An idea that pops out of this myth is the idea of voting with our feet. The term refers to people making a decision to go someplace else, to chose something else and to literally move ourselves with our feet to a different option. We might vote with our feet when we move from one city to another, or when we leave one store to shop at another, or quite literally in some state caucuses when we walk from one side of a room to another to support a different political candidate. We believe that our individual choices and where we chose to shop and how we chose to vote will really make a difference in the world.
This is only partially true, and only sometimes has the positive outcomes we hope for. In many instances however, our individual choices are just not enough to overcome structural factors which entrench the status quo.
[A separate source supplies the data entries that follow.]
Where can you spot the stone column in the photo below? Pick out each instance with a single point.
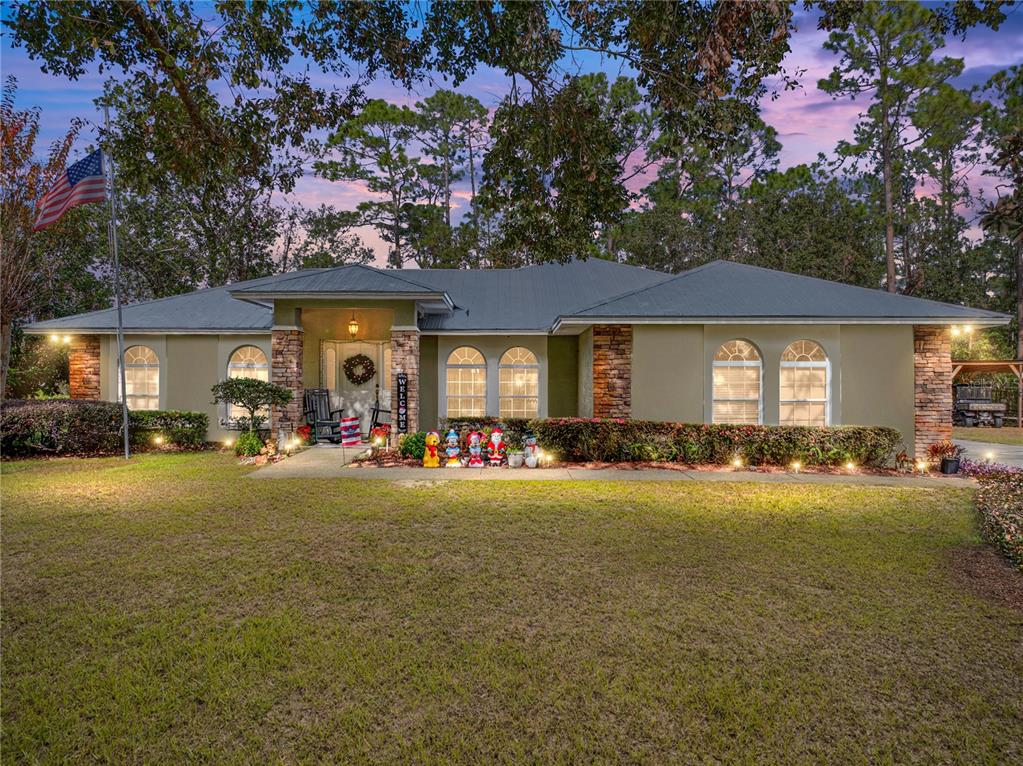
(612, 370)
(285, 369)
(405, 358)
(83, 362)
(932, 360)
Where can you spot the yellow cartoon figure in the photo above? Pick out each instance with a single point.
(431, 458)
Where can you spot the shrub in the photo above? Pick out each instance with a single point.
(514, 427)
(59, 426)
(185, 430)
(249, 443)
(251, 395)
(999, 501)
(612, 440)
(412, 445)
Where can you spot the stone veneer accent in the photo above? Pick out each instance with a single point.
(405, 358)
(285, 369)
(84, 365)
(612, 370)
(932, 359)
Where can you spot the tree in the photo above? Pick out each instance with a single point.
(251, 395)
(27, 263)
(373, 147)
(886, 53)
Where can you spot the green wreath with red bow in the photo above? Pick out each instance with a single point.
(359, 369)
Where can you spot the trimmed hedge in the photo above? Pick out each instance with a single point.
(185, 430)
(999, 501)
(68, 426)
(582, 440)
(58, 426)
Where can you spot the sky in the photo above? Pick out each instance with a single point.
(808, 122)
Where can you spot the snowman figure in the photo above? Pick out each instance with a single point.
(495, 448)
(476, 450)
(452, 450)
(531, 450)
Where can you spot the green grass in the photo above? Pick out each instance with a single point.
(1005, 435)
(172, 611)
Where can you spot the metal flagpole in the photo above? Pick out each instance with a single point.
(112, 236)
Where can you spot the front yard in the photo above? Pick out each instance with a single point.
(173, 611)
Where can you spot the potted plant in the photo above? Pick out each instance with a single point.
(947, 453)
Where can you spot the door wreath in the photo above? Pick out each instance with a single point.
(359, 369)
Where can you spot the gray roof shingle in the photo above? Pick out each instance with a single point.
(533, 299)
(723, 289)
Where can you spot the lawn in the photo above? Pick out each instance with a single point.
(1005, 435)
(172, 611)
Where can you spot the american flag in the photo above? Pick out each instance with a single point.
(83, 182)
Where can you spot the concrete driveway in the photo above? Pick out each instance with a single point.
(1006, 454)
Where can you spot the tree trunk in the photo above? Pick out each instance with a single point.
(6, 332)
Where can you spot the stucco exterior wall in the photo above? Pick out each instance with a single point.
(492, 347)
(563, 371)
(667, 376)
(189, 365)
(878, 384)
(585, 384)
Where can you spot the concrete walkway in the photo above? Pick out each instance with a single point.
(1007, 454)
(330, 462)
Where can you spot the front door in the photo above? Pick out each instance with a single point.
(355, 396)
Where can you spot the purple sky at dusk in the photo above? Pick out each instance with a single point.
(808, 122)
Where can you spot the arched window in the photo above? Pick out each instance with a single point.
(519, 381)
(804, 385)
(738, 390)
(466, 383)
(141, 377)
(247, 361)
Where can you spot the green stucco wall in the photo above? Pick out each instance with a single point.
(428, 381)
(878, 377)
(667, 372)
(563, 376)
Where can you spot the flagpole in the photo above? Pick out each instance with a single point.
(112, 236)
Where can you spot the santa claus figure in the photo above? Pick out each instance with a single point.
(495, 447)
(476, 450)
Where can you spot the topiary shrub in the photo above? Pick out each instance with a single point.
(613, 440)
(59, 426)
(248, 444)
(412, 445)
(184, 430)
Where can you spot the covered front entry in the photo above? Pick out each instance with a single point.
(356, 397)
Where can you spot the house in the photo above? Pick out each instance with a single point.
(722, 343)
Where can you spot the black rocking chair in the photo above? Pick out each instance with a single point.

Sometimes we vote with our feet, but really move from one option provided by a company to another, without really making a difference in the bottom line of the company we are voting against with our feet (think of moving from Facebook to Instagram, which is still owned by Facebook). Voting with our feet can also have very negative consequences, such as entrenching segregation without having anyone to blame.
In The Complacent Class Tyler Cowen writes about the ways in which our society is becoming more segregated through the use of voting with our feet. Across the country we see people move into “nicer” neighborhoods which creates a level of economic, racial, and political segregation that should raise moral concerns. About the issue Cowen writes, “The self-selection process is running its course, and how people are voting with their feet often differs from which is coming out of their mouths.”
Many people who believe that schools and communities should be more diverse are moving to areas with less diversity. They are not consciously choosing to live in more segregated areas, but they are voting with their feet to leave areas of worse economic condition but greater diversity in favor of more economically sound and culturally homogeneous regions. Sometimes the goal is to move into a more wealthy neighborhood, sometimes the goal is to move to reduce a work commute, and sometimes the goal is to move to be closer to a better school. Often the results are neighborhoods with more similar people in terms of race, income/wealth, and cultural values and backgrounds, ultimately, more segregation.
This process is playing out because we empower the individual in our society and don’t want to do anything to limit the power of the individual’s choice. Segregation is a result of the power to vote with our feet, but it is also the dismantlement of the myth of the individual. The rational individual is not making individual choices that make the world a better place. Instead, the individual is working on feelings that lead to a desire for greater similarity between themselves and their neighbors, ultimately creating a worsening system of segregation. We should learn from this example that our individual choices are both not sufficient to bring about the best outcomes for our society and planet, and that simultaneously our individual choices can have a serious negative outcomes when left unchecked. We must think first about the systems that structure our decisions, and then think about how we can make the most of our choices for positive, rather than negative outcomes.